Monday, Feb. 18, 2008
Submitted by Mississippi Valley Field Naturalists
by Cliff Bennett
Snowshoe trekkers explore winter forest and enjoy campfire at beaver dam on MVFN’s Annual Winter Walk
Snowshoes were the order of the day as over a dozen members of the Mississippi Valley Field Naturalists (MVFN) ventured into the deep snow to participate in the club’s annual winter nature outing, on Sunday, Feb. 17. Led by MVFN naturalist Joel Byrne, the group explored a Lanark County forest property on County Road 16 near Poland, known to the club as the Gunn Creek Trail.
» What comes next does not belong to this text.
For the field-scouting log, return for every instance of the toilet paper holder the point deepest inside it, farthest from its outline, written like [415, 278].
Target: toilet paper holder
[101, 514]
A snowshoe track through the property was established the day before, making Sunday’s trek through the virgin winter’s deep snows much easier. The trail meandered through a red pine plantation, hardwood knolls and a hemlock grove before lowering onto the frozen Little Clyde River to eventually conclude at a designated campfire spot at the end of an old beaver dam.
Along the way, Joel Byrne explained how different types of trees handle their winter sleep, harboring hibernating insects and egg clusters, providing available food for winter birds such as chickadees, kinglets, nuthatches and woodpeckers. Noticeable was an absence of small animal tracks, especially of squirrels. There didn’t seem to be evidence of a very healthy seed and cone crop this year.
A few small vole tracks and one set of weasel prints were found in the forest by the trekkers along with some white tail deer trails. Even along the river shore, there were few animal tracks although a wonderful set of coyote tracks meandered along the far side leading towards an exploration of the beaver dam.
At the beaver dam, an exciting discovery was a river otter slide leading into a hole in the dam where the water poured through into an opening of rushing rapids. Otters use this avenue to collect small fish and crustaceans for their winter sustenance. Although no tracks were found, there was recent evidence of beaver activity as witnessed by a large maple tree half chewed through.
The nature group concluded their expedition around a campfire where many participants cooked such delicacies as sausage, toasted cheese sandwiches and even a pizza. Before leaving for the outside world, the forest echoed with a round of applause for Joel Byrne for leading the group and imparting his ample naturalist expertise.